In starting a comparison including the new 50-140mm, I was struggling with how to categorize Fuji’s lenses. My initial thought was to describe the 50-140mm f/2.8 as “Pro” with all other lenses being “Consumer.” The trouble with that of course is Fuji already have a second consumer-focused set of lenses that carry the XC moniker.
Perhaps Fuji has already found a way of differentiating between these two levels of quality within their XF series of lenses though. The red badge.
I noticed this badge immediately when I first saw the 50-140mm f/2.8 at Photokina. I wasn’t crazy about it when I first saw it, but it’s grown on me.1
Just two lenses carry this badge officially to date, the 16-55mm f/2.8, and the 50-140mm f/2.8, which are the two lenses unofficially referred to as “pro zooms.” These lenses also happen to be the only two lenses in the lineup that come with the new Nano GI coating so the red badge might be the signifier of this coating’s presence,2 but it could just as well be their version of the gold band found on Nikon’s pro glass or the red band found on Canon’s L lenses. It’s clearly not indicative of weather sealing since the 18-135mm f/3.5-5.6 has the standard black XF badge.

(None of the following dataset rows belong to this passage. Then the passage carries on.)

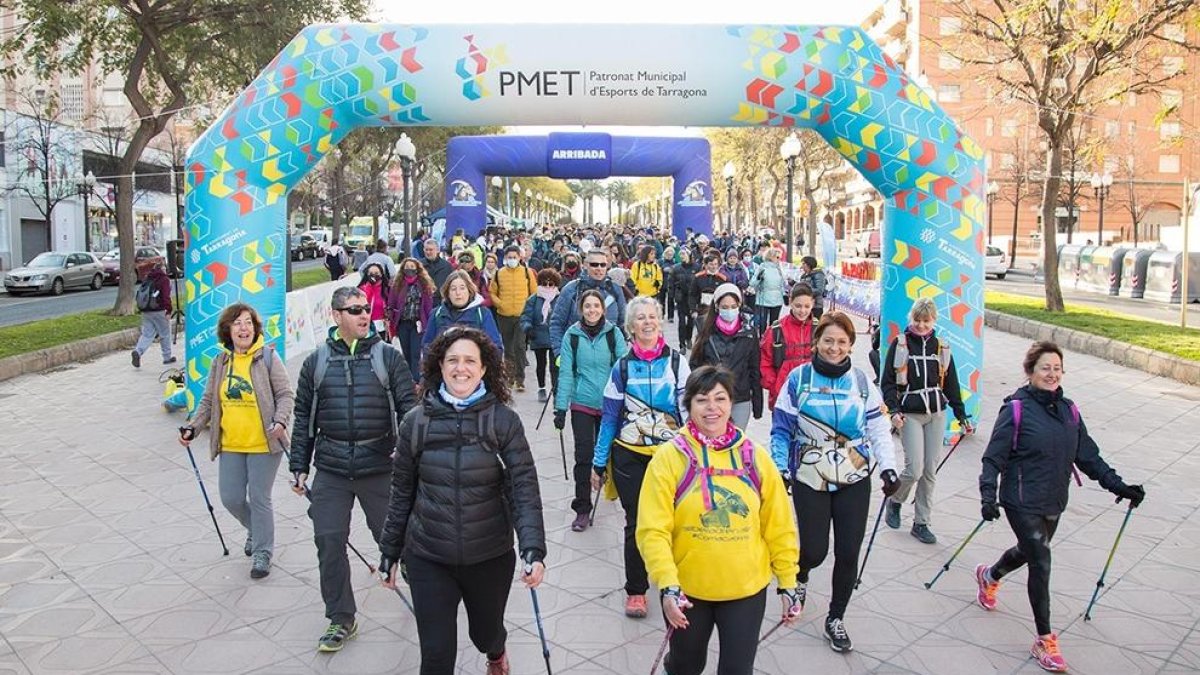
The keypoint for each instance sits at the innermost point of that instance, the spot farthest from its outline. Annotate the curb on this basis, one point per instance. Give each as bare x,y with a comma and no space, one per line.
1121,353
64,354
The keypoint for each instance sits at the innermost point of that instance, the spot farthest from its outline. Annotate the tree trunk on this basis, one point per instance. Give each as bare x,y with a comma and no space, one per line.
1049,226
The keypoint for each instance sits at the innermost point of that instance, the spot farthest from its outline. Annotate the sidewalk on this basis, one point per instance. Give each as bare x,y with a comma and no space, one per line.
108,560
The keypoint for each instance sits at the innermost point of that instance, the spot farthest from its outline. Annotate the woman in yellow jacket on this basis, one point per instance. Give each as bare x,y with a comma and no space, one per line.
646,273
714,524
247,401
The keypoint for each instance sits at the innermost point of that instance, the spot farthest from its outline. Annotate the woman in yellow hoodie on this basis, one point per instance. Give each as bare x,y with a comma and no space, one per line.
247,401
714,524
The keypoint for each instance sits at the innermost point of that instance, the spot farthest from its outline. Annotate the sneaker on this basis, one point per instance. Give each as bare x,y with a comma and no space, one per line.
336,635
838,637
923,533
987,595
635,607
580,523
498,667
1045,650
893,515
261,565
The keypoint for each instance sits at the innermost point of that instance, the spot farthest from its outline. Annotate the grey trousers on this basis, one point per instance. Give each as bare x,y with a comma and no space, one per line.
514,346
245,482
922,437
155,324
333,497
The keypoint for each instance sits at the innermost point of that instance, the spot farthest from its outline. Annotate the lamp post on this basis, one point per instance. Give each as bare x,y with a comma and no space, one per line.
727,173
993,191
85,185
1101,185
789,150
407,151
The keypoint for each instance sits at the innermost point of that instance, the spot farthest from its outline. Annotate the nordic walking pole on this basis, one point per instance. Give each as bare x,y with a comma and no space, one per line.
187,434
870,543
1099,583
537,615
963,545
954,447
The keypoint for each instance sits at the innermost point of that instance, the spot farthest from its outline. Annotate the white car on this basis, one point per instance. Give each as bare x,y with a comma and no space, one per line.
995,262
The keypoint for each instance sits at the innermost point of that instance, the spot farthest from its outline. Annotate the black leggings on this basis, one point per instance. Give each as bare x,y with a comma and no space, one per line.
628,472
846,508
585,428
543,357
437,589
737,626
1033,533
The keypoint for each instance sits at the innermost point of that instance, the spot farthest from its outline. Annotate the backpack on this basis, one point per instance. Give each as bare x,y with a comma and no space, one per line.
324,357
148,296
747,472
575,351
1017,429
900,360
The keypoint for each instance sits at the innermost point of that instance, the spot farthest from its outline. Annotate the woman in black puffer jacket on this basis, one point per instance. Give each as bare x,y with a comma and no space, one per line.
463,479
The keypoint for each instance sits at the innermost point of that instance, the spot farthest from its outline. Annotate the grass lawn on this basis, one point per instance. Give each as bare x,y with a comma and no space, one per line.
1182,342
52,332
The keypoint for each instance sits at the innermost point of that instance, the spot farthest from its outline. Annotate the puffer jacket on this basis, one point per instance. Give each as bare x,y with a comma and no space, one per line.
739,353
353,426
1035,472
457,500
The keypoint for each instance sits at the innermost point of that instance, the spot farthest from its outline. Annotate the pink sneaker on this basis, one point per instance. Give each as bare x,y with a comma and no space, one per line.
987,595
1045,650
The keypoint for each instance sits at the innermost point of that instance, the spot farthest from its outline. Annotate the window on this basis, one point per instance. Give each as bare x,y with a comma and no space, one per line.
949,25
949,93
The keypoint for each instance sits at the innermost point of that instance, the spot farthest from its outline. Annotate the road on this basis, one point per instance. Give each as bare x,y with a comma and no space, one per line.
34,308
1024,285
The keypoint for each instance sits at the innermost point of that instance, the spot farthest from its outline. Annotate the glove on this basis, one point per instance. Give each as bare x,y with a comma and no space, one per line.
1135,494
891,483
990,511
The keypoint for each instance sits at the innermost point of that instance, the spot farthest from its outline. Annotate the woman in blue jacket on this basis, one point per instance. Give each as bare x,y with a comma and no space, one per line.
589,350
461,305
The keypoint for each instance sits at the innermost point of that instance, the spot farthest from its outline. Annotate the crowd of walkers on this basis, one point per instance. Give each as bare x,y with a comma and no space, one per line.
407,410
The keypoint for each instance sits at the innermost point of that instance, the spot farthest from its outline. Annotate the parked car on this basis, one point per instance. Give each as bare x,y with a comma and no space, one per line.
995,262
303,246
54,272
112,262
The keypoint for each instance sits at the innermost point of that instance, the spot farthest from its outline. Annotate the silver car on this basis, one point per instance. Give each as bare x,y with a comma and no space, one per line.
54,272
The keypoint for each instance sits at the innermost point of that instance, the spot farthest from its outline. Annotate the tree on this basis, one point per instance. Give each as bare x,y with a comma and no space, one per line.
172,53
1065,58
42,142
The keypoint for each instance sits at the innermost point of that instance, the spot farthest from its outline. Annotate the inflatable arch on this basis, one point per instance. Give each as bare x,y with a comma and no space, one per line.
580,155
331,79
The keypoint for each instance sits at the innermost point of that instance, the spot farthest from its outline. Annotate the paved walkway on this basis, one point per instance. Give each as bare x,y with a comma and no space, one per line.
108,561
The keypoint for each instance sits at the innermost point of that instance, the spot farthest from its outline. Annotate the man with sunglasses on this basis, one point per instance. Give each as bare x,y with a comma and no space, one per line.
351,396
567,310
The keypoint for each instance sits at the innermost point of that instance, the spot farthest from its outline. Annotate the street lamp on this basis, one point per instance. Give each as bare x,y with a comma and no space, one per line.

Looking back at my my images from Photokina, it appears as though the XF zoom badge was deliberately left off of the the new Super Tele-Photo Zoom 140-400mm f/4-5.6. This would suggest that Fuji do have an idea of what the red badge stands for, and that they hadn’t yet commited to adding the stamp to the new Super Tele Zoom. Or maybe it just fell off. It is a prototype after all.
It’s interesting that Fuji have created a new tier of zoom lenses with these latest releases—I’d bet the farm that this isn’t a revised design language for all lenses going forward, and I suspect they won’t dish out the red badge often—but it’s odd that there doesn’t seem to be an official word on what the red badge stands for.